Zahlen ohne Widerrede
Streifzüge 30/2004
2000 Zeichen abwärts
von Franz Schandl
Wer mit Protesten rechnete, hat falsch gerechnet“, schreibt Regina General in ihrem Artikel über die Gesundheitsreform made in Germany. „Der Flur war ruhig. Vorschnell folgere ich: Kaum Betrieb, Kranke meiden den Arztbesuch. Aber ich hatte den verkehrten Gang erwischt und finde schließlich das Wartezimmer, wie es mir die Patienten dieser Ostberliner Augenarztpraxis immer beschrieben haben – voll gestopftKlag- und kommentarlos reichen die Damen und Herren jeden Alters ihre Versicherungskarte über den Tresen und den geforderten Zehn-Euro-Schein dazu. Passend. Was gar nicht nötig gewesen wäre. Dutzende Patienten vor ihnen haben für Wechselgeld gesorgt. Die Schwester freut sich: Keine Frage, keine Bemerkung. Man ist geduldig und zahlt. , Ich hatte damit gerechnet, dass uns der Unmut der Leute trifft‘, sagt sie. Weit gefehlt. Das Geschäft läuft schweigend.“ (Freitag 3/04) Je mehr Arbeit und Geld verfallen, die öffentlichen Kassen sich leeren, desto eifriger ist man von Seiten der Politik bemüht, dieses und jenes zu monetarisieren.
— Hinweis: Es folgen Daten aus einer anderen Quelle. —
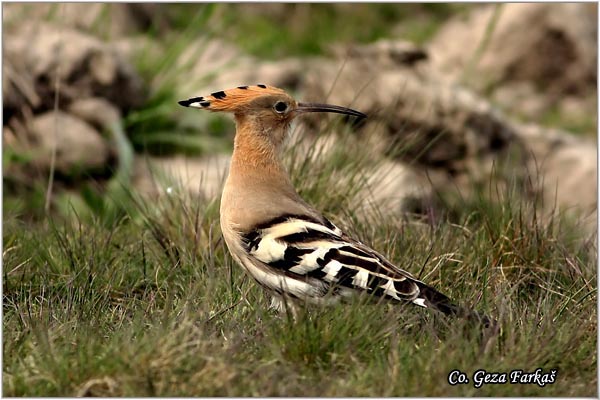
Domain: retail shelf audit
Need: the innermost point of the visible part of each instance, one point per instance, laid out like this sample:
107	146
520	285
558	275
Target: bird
289	247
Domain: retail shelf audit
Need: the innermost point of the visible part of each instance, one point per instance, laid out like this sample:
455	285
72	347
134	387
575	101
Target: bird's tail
439	301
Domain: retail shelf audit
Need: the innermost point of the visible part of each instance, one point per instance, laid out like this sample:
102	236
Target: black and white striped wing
303	248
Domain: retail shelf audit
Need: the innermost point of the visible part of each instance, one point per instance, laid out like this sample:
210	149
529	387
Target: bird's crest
231	99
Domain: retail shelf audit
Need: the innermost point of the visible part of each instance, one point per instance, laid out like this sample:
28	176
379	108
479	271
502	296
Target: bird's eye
280	107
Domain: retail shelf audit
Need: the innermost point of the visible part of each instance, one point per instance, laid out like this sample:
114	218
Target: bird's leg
284	306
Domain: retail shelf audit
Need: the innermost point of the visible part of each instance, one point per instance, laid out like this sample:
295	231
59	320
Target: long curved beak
316	107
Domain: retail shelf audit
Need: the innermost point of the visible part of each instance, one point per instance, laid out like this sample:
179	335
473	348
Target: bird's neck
257	155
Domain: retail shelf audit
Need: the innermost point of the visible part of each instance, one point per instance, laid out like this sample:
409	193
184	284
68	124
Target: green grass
114	295
153	305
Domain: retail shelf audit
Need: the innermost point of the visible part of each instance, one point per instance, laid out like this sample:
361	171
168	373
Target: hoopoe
285	244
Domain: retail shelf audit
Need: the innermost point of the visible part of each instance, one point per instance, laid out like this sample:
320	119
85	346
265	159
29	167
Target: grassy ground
146	300
151	304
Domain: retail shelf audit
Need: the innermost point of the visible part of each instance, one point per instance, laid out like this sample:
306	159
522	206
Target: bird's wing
306	248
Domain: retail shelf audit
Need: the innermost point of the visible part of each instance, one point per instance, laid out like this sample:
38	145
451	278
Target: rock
449	134
79	146
556	52
429	122
96	111
564	169
79	65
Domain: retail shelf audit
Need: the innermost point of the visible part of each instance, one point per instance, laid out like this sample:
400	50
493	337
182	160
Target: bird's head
269	105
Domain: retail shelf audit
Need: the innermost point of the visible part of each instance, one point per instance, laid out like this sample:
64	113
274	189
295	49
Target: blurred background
458	96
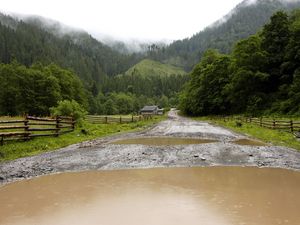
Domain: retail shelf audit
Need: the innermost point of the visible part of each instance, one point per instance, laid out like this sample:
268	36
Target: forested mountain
149	78
261	75
244	20
34	40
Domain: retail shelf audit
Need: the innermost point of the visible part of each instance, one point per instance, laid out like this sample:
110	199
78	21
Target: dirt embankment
101	154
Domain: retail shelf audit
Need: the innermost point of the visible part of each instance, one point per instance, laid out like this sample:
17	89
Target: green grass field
275	137
17	149
149	67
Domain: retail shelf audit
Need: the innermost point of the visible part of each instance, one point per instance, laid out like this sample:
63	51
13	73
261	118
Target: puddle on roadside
162	141
173	196
249	142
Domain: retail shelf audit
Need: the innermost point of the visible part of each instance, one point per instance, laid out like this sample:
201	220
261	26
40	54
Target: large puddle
249	142
162	141
177	196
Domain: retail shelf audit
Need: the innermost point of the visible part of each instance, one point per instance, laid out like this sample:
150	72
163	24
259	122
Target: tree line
34	90
261	75
246	19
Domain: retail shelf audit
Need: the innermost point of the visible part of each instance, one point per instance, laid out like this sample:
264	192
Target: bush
69	108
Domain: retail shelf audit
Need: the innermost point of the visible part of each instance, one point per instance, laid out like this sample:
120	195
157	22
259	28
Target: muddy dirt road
102	154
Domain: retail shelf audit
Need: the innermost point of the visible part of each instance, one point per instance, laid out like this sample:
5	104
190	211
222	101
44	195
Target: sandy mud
104	154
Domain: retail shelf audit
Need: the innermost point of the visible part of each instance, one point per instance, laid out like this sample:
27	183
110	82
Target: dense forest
42	64
29	48
33	90
261	75
244	20
32	41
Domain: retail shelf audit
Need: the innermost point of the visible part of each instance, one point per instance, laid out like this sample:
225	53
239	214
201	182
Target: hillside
149	78
149	67
34	40
245	19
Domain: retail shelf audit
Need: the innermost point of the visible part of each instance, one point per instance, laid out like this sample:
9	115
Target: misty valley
202	130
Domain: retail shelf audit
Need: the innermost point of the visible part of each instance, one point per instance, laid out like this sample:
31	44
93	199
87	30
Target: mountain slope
153	68
246	19
148	78
32	41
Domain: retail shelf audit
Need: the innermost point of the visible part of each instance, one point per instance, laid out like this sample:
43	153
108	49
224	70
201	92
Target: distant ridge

Möglich ist das freilich nur, indem man den so genannten Kunden in die Taschen greift, Leistungen abbaut oder nur noch gegen Kostenersatz anbietet. Das mag das eine oder andere Loch stopfen, aber es wird anderswo Löcher aufreißen. Jene, die sich die neuen Verhältnisse nicht leisten können, werden auf der Strecke bleiben. Das ist auch marktgerecht: Ein Armer, der früher verstirbt, ist billiger, als wenn man ihn auf öffentliche Kosten hegt und pflegt. Alle wissen und spüren, dass es so nicht weitergeht, aber alle verhalten sich so, als ob es unbedingt so weitergehen müsste. An Alternativen will niemand recht glauben. Nein, da haben wir uns schon zu oft die Finger verbrannt. Irgendwie wird es schon gehen. So ungefähr könnte man Lage und Stimmung beschreiben. Positiv denken heißt, das eigene Schicksal nicht einmal mehr beklagen zu können.